Девушке показалось, что эти камни брошены Сурайе в ее огород. Кумуш непроизвольно нахмурилась.
– Мне бы как-нибудь выбраться отсюда, подруженька...
И горячие слезы обожги щеки Сурайе…
***
Возвращавшийся из турпоездки в Турцию Самад Хамидович вальяжно развалился в кресле самолета. Сидевшая рядом с ним супруга Марзия о чем-то беспрестанно тараторила. Ее муж иногда сквозь полудрему согласно кивал головой.
«Наверняка Хайдар придумал какую-нибудь уловку, – размышлял он. – Неужто он не сможет справиться с какой-то девчонкой? Человек, заставляющий ходить по струнке столько людей, обязательно найдет нужный способ. Подумаешь какая-то Сурайе!.. Улизнуть, видите ли, захотела!

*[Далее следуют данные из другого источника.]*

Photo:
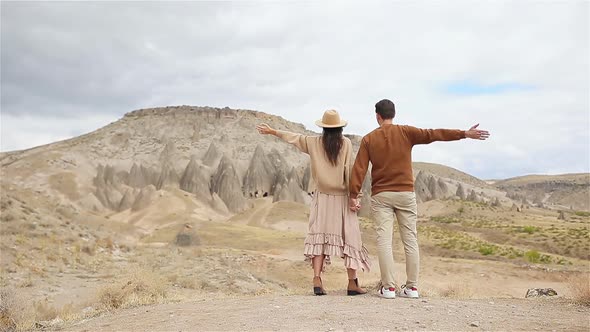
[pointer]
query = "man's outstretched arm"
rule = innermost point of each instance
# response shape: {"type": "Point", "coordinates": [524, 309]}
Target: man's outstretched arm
{"type": "Point", "coordinates": [426, 136]}
{"type": "Point", "coordinates": [475, 133]}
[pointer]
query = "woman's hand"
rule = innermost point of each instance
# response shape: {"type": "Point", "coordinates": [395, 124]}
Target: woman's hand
{"type": "Point", "coordinates": [265, 129]}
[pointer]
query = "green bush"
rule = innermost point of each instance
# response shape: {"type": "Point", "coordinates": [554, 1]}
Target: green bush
{"type": "Point", "coordinates": [532, 256]}
{"type": "Point", "coordinates": [486, 249]}
{"type": "Point", "coordinates": [529, 229]}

Из этой обители еще никому не удавалось исчезнуть просто так».
В его голове снова стал крутиться недавний монолог с Сурайей.
– Слышишь ты, я не иду навстречу кому попало, поняла? Другое дело, если бы у тебя был муж...
– Что верно, то верно. Муж мой умер, но если все вдовы будут гулять…
– Прекрати! Выбирай: или согласишься на мое предложение, или же вылетишь с работы и как раньше станешь считать копейки. И не надейся, что найдешь теплое местечко в другом месте. Ты знаешь, руки у меня длинные. Куда бы ты ни сунулась, возьму тебя за шкирку.
– Я все расскажу Кумуш.
– Кому?.. Не вмешивай в наши отношения мою сестренку, дуреха! Иначе горько пожалеешь, что на белый свет родилась.
Помнится, тогда униженная Сурайе зарыдала. Оценив это за победу, шеф собрался ее волосы, но тут она вскочила, словно ужаленная. Встревоженный подобным поведением подчиненной Самад Хамидович украдкой посмотрел на входную дверь своего кабинета.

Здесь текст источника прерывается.